Isaiah Morgan (trumpet), Jim Robinson (trombone), Earl Fouche (alto sax), Andrew Morgan (clarinet), Tink Baptiste (piano), Johnny Dave (banjo), Sidney Brown (bass), Nolan Williams (drums)




Recorded: New Orleans, April 14, 1927


Rating: 98/100 (learn more)

If you judge by the locations of the recording sessions, you would be forgiven for thinking that New Orleans jazz took place mostly in Chicago. For all the splendor of its homegrown music scene, the Big Easy sent its star players packing—and they needed to leave home if they hoped to make their name in the jazz world.

How sad to see Sam Morgan's amazing jazz ensemble left behind in obscurity because it stayed in New Orleans. The ingredients here are not promising: Sam hired two of his young brothers and the trombonist brought in his cousin to play string bass. None of these artists ever became a star or even moderately well-known beyond the inside circles of New Orleans music. But take my word (or better yet, listen yourself and discover): this was one of the finest jazz bands in the world, circa 1927. The ensemble sound is perfectly balanced, and the rhythm section is more advanced than any you will hear in New York or Chicago groups from this period. Why Sidney Brown isn't revered by bass players is a mystery to me—he was laying down supple and driving 4/4 time when almost everyone else was two-stepping. This is Kansas City rhythm before Kansas City discovered it. The call-and-response among the horns is also noteworthy, and only a step away from big band jazz. Yet the jubilant spirit of the New Orleans tradition permeates every chorus.

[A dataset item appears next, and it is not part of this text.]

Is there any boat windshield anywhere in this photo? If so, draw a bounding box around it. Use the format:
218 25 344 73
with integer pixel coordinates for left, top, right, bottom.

Thanks goodness Columbia Records captured this band on wax during a field trip down south. The fact that musical riches of this caliber were hidden away back home while the world got to know Armstrong, Bechet, Morton and others tells us much about the depth of jazz talent In New Orleans in the 1920s. It begs the question: how much music of this caliber is totally lost to us because no one thought to record it?